Duncan got his 2005 UK Formula Ford campaign off to a superb start at Donington Park, leaving the Derbyshire venue sharing the joint lead of the championship with his team-mate Charlie Donnelly. Victory sadly eluded him but two second-place finishes have given him a tremendous platform for the rest of the ten-event season.
The weekend of success was set up by an awesome display in Saturday morning’s 25-minute qualifying session, in which Duncan secured pole position for each of the weekend’s two races in only his fourth ever Formula Ford race meeting. He had excelled in testing in the run up to the opening round, with the exception of the final test before the event when tyre problems caused minor disappointment – but that just made pole position that little bit sweeter!
Unfortunately Duncan couldn’t capitalise on his excellent starting position in the first race as he approached the first corner, Redgate, on a rather wide line and rumbled over the kerbs on the exit to the turn, allowing Joe D’Agostino through. “That was my mistake – I just went in too hot” he admitted, the exhilaration of starting the race from the front of the grid perhaps having got to him.
A second rival, Rob Sunderland, briefly shot through but Duncan quickly retaliated with a blinding pass at Schwantz Curve that elevated him back up to second place. Then fellow Jamun team mate Charlie Donnelly – a man with considerably more experience of the class than Duncan – became his main opponent, passing him into Redgate at the start of lap seven.
However, Duncan didn’t give up and treated the crowds to a tremendous display as he tried to regain second place as D’Agostino, meanwhile, cleared off into the distance. It was with the help of Norweigan driver Thor-Christian Ebbesvik that Duncan was able to wrest the position back, the Scandinavian briefly taking second place at the chicane on lap 14.
That distracted Donnelly, and the trio ran three abreast into Redgate at the start of the following lap with Duncan crucially holding the outside line for the corner to secure second place. His team-mate reclaimed third position but D’Agostino had become a dominant winner as the rest slowed each other up with their fighting.
Only afterwards did the magnitude of Duncan’s performance become clear, when he told of the mechanical problems that had dogged his race. “From the half way mark I definitely had a problem with the gear linkage and I had to take Coppice and the chicane in third gear in the end. That was losing me at least a second per lap.

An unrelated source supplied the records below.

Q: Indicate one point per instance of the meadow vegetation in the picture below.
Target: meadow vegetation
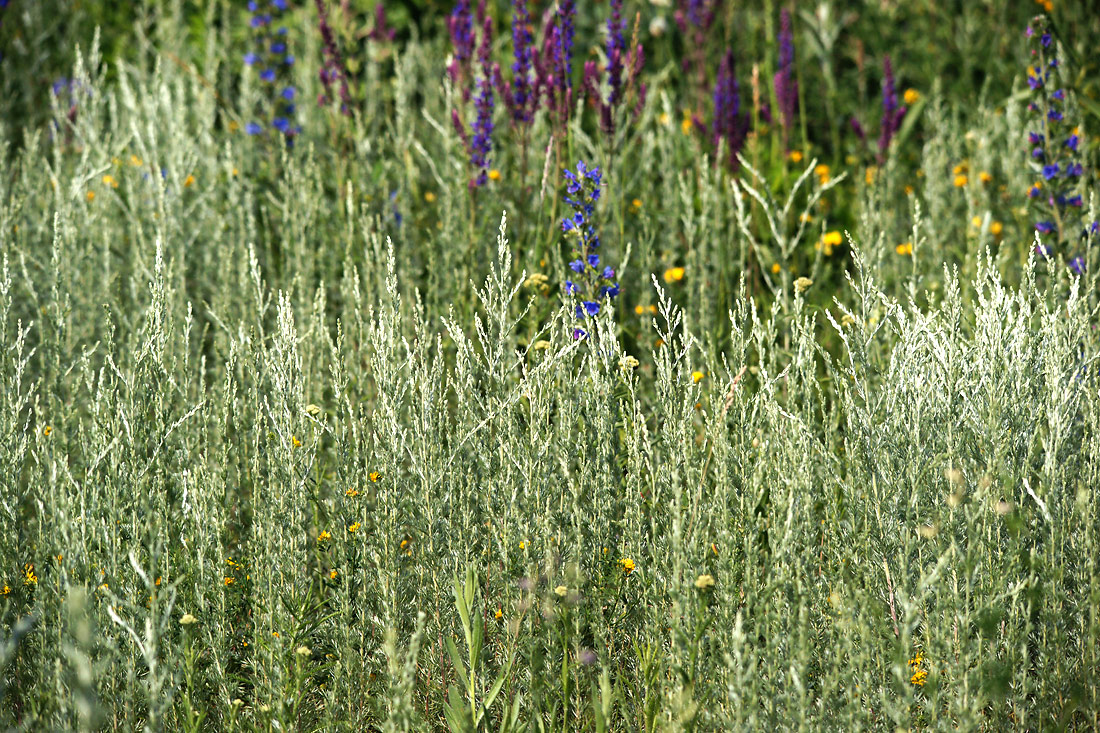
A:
(316, 412)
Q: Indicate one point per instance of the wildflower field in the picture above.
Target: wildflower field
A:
(549, 365)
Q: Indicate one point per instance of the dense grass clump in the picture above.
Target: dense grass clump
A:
(635, 368)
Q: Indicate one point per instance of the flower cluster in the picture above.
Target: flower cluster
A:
(892, 115)
(480, 144)
(730, 124)
(787, 86)
(591, 283)
(553, 64)
(274, 62)
(1054, 149)
(519, 98)
(333, 72)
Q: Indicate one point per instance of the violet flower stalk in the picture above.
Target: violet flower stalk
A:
(1054, 152)
(730, 124)
(591, 282)
(892, 115)
(461, 28)
(272, 57)
(480, 143)
(333, 73)
(787, 86)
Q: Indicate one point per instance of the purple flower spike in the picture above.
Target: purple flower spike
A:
(787, 86)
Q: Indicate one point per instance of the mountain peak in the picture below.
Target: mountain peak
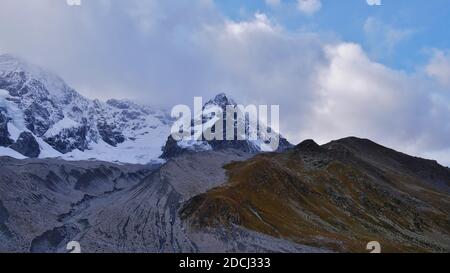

“It was gradually getting worse and in the first few laps it didn’t do it at all. If we can sort that we will be alright”. He added “If someone had asked me at the end of last year if I would be happy with second in the first round of the championship I would have said ‘definitely’. It is only because qualifying went so well that we had our hopes up for the win.”
With pole position for Sunday’s race as well, he had the opportunity to go one better in the second event. Unfortunately the gear selection problems recurred and that posed a major problem for Duncan, who lost two places in the opening two laps into the chicane as he tried to find an appropriate gear.
First D’Agostino and then Donnelly sailed by on the approach to the corner, but this time D’Agostino would not run off with the victory. Instead, he spun off the circuit at the Old Hairpin and rejoined last, and although he made good progress back up the order, contact with another competitor eliminated him from contention.
That left the way clear for Donnelly and Duncan to fight it out for the lead. The ‘Red Arrows’ as they were dubbed by the commentators, traded places several times in the opening laps before Duncan, in second, came under greater threat from Sunderland. For the second time in the weekend Duncan momentarily fell behind the other Mygale driver, but for a second time he quickly recovered the place in the chicane.
While those two had been battling, Donnelly had been able to make a small break, but over the final four laps Duncan was able to reel him in, reducing the margin from 1.8s to 0.2s by the fall of the chequered flag. For a brief time on the final lap, it looked as if he might have been able to steal victory – sadly it wasn’t to be. Had there been a few more laps it might have been a different story.
With the combination of his two second place finishes and pole position double, Duncan netted 56 points from the meeting – an identical total to Charlie. So although he didn’t get the win, Duncan was still happy with the weekend and in particular the efforts of the team to get his car running so well.
“I’m not complaining – it is a really good result for Jamun” said Duncan. “I want to say thanks to my engineer, James Mundy and to the two mechanics Ollie and Tom. They’ve done a really good job.”